Es kann daher offenbleiben, welche Beweggründe für die übrigen Mitglieder des Stadtrats hinsichtlich der Wahl des d’Hondt’schen Verfahrens für die Ausschussbesetzung maßgebend waren. Ergänzend sei nur auf Folgendes hingewiesen:
Die Antragsgegnerin hat im Beschwerdeverfahren drei (gleichlautende) eidesstattliche Erklärungen von Stadtratsmitgliedern der SPD vorgelegt, wonach sie für die Anwendung des d’Hondt’schen Verfahrens gestimmt hätten, weil dadurch bestmöglich sichergestellt sei, dass das Spiegelbildlichkeitsgebot bei der Ausschussbesetzung berücksichtigt sei. Nur so sei es möglich gewesen zu verhindern, dass eine Fraktion, die 10% der Stadtratssitze innehabe, genauso viele Ausschusssitze bekomme wie eine Fraktion, die 20% der Stadtratssitze innehabe. Ein vorrangiges Ziel, die Antragstellerin als politische Kraft auszuschalten, lässt sich dieser Erklärung nicht entnehmen. Dabei ist zu berücksichtigen, dass die Mitglieder der nicht unmittelbar betroffenen Fraktionen frei entscheiden können, welcher politische Konkurrent durch die Wahl des Verfahrens einen (weiteren) Ausschusssitz erhalten soll. Sie können daher für dasjenige Besetzungsverfahren votieren, das die ihnen jeweils politisch näherstehende Partei oder Wählergruppe begünstigt. Dieses Motiv kann auch für die vier Stadtratsmitglieder der FUWR-Fraktion angenommen werden, die sich im Beschwerdeverfahren nicht geäußert haben. Allein die öffentliche Äußerung des Vorsitzenden der SPD-Fraktion, die Vorsitzenden der Stadtratsfraktionen hätten sich verabredet, das d’Hondt’sche Verfahren (auch) aus den von ihm geschilderten Motiven zu wählen, reicht daher nicht aus, um der Stadtratsmehrheit zu unterstellen, mit der Entscheidung für das d’Hondt’sche Verfahren das alleinige oder vorrangige Ziel zu verfolgen, die Tätigkeit der Antragstellerin zu beeinträchtigen oder sie als unerwünschte politische Kraft auszuschalten. Es besteht somit kein Grund, die Ausschussbesetzung durch eine Anordnung im einstweiligen Rechtsschutzverfahren zu korrigieren.

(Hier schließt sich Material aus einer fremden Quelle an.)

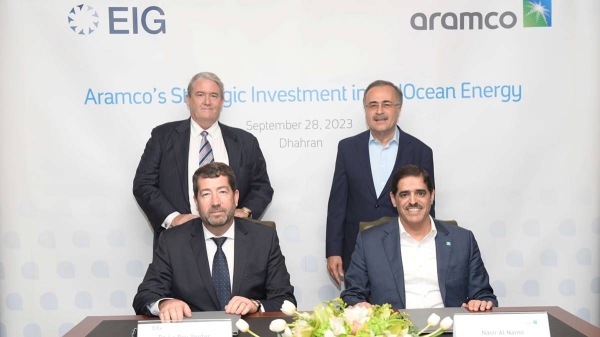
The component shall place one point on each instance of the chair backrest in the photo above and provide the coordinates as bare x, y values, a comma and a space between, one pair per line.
263, 222
449, 222
368, 224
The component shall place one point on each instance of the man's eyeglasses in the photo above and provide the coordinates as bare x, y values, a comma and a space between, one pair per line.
385, 105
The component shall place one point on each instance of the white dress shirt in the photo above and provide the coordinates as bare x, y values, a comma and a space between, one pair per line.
215, 139
211, 250
419, 261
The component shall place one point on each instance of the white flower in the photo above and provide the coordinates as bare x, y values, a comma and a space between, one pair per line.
433, 320
337, 325
356, 314
288, 308
277, 325
446, 323
242, 325
305, 315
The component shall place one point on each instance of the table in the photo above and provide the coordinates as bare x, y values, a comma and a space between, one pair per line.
574, 322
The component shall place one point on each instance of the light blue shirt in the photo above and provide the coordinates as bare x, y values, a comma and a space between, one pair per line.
382, 160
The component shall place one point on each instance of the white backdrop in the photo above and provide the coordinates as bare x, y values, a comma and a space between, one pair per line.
521, 172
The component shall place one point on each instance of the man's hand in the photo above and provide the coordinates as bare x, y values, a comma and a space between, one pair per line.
240, 213
173, 310
239, 305
182, 218
477, 305
334, 265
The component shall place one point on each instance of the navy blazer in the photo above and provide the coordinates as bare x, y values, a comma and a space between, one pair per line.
161, 181
376, 274
353, 199
180, 269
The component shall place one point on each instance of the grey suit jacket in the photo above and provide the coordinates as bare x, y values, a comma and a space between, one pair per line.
376, 274
180, 269
160, 185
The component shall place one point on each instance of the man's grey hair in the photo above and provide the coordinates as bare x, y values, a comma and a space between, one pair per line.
207, 76
382, 83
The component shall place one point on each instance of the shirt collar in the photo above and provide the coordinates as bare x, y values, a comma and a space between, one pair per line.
395, 139
432, 232
214, 131
230, 234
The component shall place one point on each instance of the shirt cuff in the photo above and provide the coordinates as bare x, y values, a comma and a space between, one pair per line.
153, 308
167, 223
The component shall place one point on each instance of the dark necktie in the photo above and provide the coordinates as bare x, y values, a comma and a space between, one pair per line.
206, 155
221, 274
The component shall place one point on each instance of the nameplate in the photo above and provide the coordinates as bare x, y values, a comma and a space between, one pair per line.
185, 328
524, 324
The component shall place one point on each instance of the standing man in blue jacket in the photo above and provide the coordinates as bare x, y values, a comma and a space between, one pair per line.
363, 169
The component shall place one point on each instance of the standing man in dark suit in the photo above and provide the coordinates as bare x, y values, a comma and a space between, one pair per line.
415, 261
363, 169
215, 262
162, 185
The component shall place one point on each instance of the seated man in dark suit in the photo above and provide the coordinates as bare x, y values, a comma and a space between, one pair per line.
415, 261
215, 262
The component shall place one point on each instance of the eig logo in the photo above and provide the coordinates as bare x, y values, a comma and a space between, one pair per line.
536, 13
84, 20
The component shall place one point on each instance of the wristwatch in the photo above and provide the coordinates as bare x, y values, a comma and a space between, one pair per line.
247, 211
257, 304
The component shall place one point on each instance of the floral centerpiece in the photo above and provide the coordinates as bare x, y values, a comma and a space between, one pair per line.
334, 318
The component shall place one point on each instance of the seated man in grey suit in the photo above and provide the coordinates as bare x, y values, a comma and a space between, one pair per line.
215, 262
415, 261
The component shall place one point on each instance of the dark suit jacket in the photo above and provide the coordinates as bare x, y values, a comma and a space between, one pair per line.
376, 271
353, 198
180, 269
160, 185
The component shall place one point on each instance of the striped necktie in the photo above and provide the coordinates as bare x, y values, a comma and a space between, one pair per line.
206, 155
221, 274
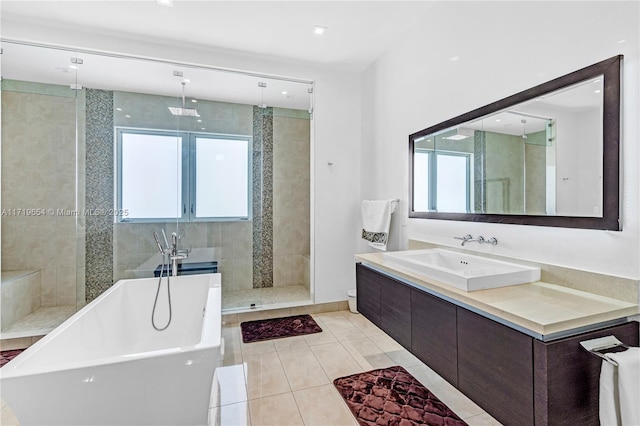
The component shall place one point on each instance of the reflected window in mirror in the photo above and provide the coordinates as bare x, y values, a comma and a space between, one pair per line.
546, 156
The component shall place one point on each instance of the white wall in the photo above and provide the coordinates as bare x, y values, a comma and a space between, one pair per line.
503, 48
336, 139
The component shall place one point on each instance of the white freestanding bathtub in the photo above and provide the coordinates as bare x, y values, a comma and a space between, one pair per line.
107, 365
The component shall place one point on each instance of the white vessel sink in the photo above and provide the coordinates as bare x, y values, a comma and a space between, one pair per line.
461, 270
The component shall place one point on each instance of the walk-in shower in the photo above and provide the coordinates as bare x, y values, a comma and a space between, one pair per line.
194, 136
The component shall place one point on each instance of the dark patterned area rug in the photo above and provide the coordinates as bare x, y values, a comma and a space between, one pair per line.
297, 325
6, 356
392, 396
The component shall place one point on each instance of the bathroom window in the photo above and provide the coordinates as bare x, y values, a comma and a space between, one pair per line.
163, 175
442, 179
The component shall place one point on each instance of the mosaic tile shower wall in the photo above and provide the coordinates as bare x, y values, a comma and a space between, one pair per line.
262, 197
99, 191
39, 172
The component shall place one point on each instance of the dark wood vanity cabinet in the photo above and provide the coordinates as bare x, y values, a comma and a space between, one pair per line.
368, 293
395, 317
433, 334
494, 368
385, 301
515, 378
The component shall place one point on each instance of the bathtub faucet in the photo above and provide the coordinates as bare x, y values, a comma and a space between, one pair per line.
175, 254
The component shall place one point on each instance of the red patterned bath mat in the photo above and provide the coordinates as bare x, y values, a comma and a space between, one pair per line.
6, 356
392, 396
297, 325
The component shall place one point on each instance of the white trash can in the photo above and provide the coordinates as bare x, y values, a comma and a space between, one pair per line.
351, 298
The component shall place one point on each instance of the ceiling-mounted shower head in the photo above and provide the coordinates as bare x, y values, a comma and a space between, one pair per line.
184, 111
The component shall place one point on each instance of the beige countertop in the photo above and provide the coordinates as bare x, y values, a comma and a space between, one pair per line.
545, 310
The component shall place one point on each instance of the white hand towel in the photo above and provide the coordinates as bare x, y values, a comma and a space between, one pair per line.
628, 385
376, 219
609, 409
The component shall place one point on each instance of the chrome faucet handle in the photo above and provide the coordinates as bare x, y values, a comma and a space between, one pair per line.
465, 239
155, 236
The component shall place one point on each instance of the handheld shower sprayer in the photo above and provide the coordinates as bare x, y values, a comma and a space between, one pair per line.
155, 236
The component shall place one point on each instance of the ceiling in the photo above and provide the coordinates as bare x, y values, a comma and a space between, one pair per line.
357, 32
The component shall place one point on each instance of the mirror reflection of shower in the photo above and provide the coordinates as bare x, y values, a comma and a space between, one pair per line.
227, 133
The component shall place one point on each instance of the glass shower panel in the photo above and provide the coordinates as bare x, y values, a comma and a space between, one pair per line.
221, 158
41, 152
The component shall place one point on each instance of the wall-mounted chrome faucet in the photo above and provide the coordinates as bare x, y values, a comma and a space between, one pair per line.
481, 240
174, 253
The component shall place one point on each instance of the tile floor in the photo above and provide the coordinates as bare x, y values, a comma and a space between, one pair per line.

2. Die Kostenentscheidung beruht auf § 154 Abs. 1, § 159 Satz 2 VwGO. Da die anwaltlich nicht vertretenen Beigeladenen keinen Antrag gestellt und sich damit keinem Kostenrisiko ausgesetzt haben, entspricht es der Billigkeit, dass sie ihre etwaigen außergerichtlichen Kosten selbst tragen (vgl. § 154 Abs. 3, § 162 Abs. 3 VwGO).
3. Die Streitwertfestsetzung beruht auf § 47 Abs. 1, § 53 Abs. 2 Nr. 1, § 52 Abs. 1 GKG i.V.m. Nr. 22.7 und Nr. 1.5 des Streitwertkatalogs für die Verwaltungsgerichtsbarkeit.
Dieser Beschluss ist unanfechtbar (§ 152 Abs. 1 VwGO).